The most perfect strike thrown by a Twins player on Saturday — and there were a lot of good ones — was unleashed by shortstop Carlos Correa, a spin-and-fire, one-hop relay from short left field that turned the Tigers' lone scoring chance into an inning-ending out.
That, and a couple of well-placed, well-timed singles were all the Twins needed — fortunately, since it's about all they got — to hand the Tigers a lightning-quick 2-0 loss at Target Field.
"Just a great throw. If we get it to him in time, [Correa] has the strongest arm in the league and they're going to be out," said Royce Lewis, who watched from a few feet away as his fellow infielder caught a throw from Willi Castro in the left field corner and redirected it to the plate with Tigers runner Zack Short already halfway home. "Willi gave it to him accurately and quickly. That's all you've got to do, get it in and let Carlos do the rest."
Moments later, Castro had a big moment at the plate, too, breaking up former teammate Joey Wentz's no-hit bid in the fifth inning by following Lewis' walk with a line drive into left field. Alex Kirilloff then pulled a ground ball into right field to score Lewis and move Castro to third. When Kirilloff broke up a possible double play with a hard slide into second base, Castro scored the game's final run.
One underrated factor in that brief-but-effective Twins rally? Rocco Baldelli relocating himself from his usual seat near home plate to the opposite end of the dugout. Not that he's superstitious or anything.
"We were getting something going!" Baldelli said. "It wasn't me, of course. But I liked where I was standing today when we were scoring runs."

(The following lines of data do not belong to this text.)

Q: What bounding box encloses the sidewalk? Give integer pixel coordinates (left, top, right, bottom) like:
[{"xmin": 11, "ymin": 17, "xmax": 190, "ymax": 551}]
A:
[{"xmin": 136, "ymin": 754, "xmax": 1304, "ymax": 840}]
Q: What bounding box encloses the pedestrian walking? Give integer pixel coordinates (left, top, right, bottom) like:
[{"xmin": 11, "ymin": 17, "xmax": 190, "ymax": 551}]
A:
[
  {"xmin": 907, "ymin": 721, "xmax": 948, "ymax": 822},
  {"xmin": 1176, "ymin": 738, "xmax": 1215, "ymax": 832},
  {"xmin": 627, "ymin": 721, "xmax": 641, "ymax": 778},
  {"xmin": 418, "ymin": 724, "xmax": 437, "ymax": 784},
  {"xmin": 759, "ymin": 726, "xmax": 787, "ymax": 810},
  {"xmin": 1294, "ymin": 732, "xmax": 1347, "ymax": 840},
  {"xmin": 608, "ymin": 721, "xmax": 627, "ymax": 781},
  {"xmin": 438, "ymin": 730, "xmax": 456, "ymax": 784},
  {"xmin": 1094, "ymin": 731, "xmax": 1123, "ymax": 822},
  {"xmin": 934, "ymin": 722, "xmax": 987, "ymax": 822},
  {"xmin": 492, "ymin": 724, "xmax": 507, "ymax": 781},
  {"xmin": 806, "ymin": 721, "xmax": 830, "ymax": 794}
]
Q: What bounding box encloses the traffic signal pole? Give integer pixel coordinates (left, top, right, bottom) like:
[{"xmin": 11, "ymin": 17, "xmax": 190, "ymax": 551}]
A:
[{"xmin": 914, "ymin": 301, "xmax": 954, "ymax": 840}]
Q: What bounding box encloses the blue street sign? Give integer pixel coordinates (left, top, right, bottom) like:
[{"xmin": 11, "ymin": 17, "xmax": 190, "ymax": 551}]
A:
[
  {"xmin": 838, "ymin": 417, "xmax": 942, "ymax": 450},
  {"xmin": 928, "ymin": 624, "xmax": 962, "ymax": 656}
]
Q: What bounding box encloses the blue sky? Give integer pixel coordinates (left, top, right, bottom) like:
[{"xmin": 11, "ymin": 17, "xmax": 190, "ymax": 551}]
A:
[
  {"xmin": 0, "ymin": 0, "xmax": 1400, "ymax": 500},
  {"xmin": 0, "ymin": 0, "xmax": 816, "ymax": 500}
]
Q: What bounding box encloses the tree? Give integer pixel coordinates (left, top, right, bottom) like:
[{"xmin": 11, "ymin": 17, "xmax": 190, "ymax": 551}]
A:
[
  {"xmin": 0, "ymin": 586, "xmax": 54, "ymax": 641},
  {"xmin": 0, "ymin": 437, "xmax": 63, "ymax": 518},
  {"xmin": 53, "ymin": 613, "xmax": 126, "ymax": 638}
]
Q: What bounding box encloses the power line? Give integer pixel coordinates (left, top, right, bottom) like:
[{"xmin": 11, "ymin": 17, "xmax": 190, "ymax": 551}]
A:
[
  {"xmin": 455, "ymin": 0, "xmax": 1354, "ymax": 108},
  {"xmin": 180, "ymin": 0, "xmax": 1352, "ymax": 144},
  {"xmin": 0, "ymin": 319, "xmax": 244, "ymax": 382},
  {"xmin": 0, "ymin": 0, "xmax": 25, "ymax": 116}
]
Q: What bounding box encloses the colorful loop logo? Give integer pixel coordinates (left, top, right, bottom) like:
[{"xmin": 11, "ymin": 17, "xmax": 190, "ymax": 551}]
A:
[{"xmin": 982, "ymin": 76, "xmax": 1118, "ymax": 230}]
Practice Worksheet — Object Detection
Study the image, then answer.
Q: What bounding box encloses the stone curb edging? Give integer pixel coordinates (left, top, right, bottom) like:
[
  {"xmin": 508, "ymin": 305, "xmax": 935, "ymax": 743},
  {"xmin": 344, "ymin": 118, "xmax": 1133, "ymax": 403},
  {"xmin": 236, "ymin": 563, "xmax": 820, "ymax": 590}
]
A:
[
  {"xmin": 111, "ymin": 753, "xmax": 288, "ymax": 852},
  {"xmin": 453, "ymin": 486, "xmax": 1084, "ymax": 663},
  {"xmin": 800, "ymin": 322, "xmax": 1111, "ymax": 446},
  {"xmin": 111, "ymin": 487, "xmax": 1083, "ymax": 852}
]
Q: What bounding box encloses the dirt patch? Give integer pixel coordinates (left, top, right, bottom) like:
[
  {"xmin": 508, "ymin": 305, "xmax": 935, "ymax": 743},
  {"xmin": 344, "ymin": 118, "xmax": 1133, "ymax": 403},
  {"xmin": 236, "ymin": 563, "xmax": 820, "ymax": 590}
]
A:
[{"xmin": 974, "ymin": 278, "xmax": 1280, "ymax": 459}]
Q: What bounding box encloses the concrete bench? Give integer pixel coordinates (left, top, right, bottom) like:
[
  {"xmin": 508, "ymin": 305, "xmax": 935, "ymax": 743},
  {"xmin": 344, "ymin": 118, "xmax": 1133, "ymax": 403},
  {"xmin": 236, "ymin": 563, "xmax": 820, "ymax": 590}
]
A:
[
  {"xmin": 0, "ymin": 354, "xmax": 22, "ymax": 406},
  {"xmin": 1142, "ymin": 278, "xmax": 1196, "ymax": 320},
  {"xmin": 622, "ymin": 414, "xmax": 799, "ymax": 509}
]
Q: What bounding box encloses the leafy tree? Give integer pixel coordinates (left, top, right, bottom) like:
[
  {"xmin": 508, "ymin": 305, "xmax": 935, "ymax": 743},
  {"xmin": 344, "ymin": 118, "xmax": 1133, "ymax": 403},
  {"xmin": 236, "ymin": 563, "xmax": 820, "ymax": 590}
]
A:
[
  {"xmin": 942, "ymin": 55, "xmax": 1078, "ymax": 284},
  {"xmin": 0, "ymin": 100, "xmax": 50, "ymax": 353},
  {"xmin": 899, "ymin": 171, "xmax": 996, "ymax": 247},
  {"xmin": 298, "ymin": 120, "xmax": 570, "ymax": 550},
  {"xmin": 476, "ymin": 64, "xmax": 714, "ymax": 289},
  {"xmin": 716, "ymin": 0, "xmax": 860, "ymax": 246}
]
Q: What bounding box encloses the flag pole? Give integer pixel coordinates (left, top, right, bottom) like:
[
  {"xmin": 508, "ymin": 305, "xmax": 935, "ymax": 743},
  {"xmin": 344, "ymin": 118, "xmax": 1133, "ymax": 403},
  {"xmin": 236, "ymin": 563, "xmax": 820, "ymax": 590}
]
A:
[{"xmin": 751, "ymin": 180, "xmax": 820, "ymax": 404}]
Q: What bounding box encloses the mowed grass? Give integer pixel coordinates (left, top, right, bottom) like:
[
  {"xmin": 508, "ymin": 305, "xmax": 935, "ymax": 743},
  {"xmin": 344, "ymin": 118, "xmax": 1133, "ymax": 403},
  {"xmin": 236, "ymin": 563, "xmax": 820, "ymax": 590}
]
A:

Maybe he should have stayed there. In a development that's either extremely encouraging or regrettably recurrent, the Twins added only one other hit all day, an eighth-inning pop-fly double to short right field by Michael A. Taylor. Yet for the second time this season — the other at Cleveland on May 5 — they turned their three hits into a 2-0 victory.
Focus on the result, not the route to get there, Baldelli insisted.